A peer-reviewed publication written by Eve Cuny, MS and Fiona M. Collins, BDS, MBA, MA
The overall goal of this article is to provide the reader with information on instrument processing requirements and the methods for instrument processing. Upon completion of this course, the reader will be able to do the following:
1. List and describe the CDC guidelines for instrument processing in the dental office setting
2. List and describe the flow of instrument processing, as well as the considerations involved
3. List and describe the types of sterilizers available for use in the dental office, the use of cassettes during instrument processing, and the considerations involved in selecting these.
4. List and describe the purpose of sterility assurance and the tests required to monitor and document sterility assurance.

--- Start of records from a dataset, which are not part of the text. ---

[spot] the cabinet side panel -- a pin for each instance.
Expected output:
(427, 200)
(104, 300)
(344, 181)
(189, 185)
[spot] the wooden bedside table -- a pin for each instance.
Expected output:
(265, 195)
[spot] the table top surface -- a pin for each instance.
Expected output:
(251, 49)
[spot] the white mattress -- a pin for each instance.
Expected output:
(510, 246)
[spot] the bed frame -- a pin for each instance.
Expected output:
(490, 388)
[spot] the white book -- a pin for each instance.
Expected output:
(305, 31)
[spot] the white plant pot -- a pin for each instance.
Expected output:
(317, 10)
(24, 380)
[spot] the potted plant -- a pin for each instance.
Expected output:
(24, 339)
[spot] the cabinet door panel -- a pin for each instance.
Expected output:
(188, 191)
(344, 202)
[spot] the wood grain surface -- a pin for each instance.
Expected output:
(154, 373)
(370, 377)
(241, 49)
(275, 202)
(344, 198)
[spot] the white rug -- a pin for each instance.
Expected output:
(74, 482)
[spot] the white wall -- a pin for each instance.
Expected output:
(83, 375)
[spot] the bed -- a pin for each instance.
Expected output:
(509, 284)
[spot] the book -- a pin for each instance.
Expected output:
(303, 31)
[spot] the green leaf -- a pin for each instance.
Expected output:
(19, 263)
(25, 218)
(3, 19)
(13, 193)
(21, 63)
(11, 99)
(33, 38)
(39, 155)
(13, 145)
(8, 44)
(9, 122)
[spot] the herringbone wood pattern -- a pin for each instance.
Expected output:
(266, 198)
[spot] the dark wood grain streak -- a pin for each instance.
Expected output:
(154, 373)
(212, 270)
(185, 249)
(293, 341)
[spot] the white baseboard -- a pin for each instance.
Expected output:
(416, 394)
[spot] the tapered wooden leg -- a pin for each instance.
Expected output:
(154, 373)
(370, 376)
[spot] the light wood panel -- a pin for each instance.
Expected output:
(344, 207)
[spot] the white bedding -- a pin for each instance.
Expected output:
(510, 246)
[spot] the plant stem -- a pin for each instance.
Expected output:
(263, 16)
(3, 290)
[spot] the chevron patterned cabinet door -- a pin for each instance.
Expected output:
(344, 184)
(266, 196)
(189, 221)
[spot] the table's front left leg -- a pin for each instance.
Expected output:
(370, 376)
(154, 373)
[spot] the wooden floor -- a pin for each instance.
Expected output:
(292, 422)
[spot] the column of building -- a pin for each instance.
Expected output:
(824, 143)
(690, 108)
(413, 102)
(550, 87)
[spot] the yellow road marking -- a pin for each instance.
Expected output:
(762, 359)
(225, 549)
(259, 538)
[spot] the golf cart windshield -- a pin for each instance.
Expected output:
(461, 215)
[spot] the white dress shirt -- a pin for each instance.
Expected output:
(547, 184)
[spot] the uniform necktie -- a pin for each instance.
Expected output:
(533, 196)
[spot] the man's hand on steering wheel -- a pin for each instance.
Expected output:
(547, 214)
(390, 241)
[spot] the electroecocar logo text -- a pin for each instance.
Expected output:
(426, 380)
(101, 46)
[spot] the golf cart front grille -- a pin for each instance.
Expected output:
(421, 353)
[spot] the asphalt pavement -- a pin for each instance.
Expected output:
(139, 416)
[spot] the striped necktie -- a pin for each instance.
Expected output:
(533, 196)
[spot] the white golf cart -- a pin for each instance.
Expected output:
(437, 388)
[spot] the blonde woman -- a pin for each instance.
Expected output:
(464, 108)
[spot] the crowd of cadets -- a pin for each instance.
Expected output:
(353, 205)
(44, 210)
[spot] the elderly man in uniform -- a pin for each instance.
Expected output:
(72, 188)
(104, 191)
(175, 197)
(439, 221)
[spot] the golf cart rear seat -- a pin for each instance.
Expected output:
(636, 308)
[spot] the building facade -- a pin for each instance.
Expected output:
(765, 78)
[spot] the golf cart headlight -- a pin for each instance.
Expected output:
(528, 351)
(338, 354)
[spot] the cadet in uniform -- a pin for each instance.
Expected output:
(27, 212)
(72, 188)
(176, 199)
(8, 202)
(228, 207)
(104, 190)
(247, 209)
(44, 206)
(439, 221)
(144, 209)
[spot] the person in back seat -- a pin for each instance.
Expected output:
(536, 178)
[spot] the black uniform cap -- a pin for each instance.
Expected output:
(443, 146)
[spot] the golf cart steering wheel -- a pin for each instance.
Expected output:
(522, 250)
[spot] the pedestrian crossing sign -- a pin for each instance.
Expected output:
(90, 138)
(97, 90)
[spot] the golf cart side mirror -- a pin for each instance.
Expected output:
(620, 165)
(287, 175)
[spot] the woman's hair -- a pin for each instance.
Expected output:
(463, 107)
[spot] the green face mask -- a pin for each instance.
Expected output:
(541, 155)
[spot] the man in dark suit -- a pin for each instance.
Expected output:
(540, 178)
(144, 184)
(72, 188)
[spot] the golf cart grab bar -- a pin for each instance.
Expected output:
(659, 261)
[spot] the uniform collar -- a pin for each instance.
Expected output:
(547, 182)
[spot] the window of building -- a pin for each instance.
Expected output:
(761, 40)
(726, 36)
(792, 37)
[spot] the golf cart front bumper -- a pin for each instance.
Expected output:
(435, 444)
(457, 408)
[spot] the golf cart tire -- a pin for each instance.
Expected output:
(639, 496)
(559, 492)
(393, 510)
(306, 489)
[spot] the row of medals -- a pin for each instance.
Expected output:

Government agencies regulate and make recommendations on instrument processing and occupational safety. There are a number of requirements and necessary steps involved in instrument processing, including preparation, cleaning and packaging of instruments for sterilization. The use of cassettes reduces the risk of exposure injuries for the operator, while simplifying and streamlining the process. There is a variety of instrument sterilizers for dental office settings including steam sterilizers (autoclaves), chemiclaves and dry heat sterilizers. Each has different features, advantages and disadvantages that must be considered when selecting sterilization equipment for your practice. Monitoring sterilization processes for sterility assurance requires the regular use of mechanical, chemical and biological indicators to assure that these processes and the equipment are providing effective sterilization. Sterility assurance monitoring must be documented to show compliance with regulations governing your practice.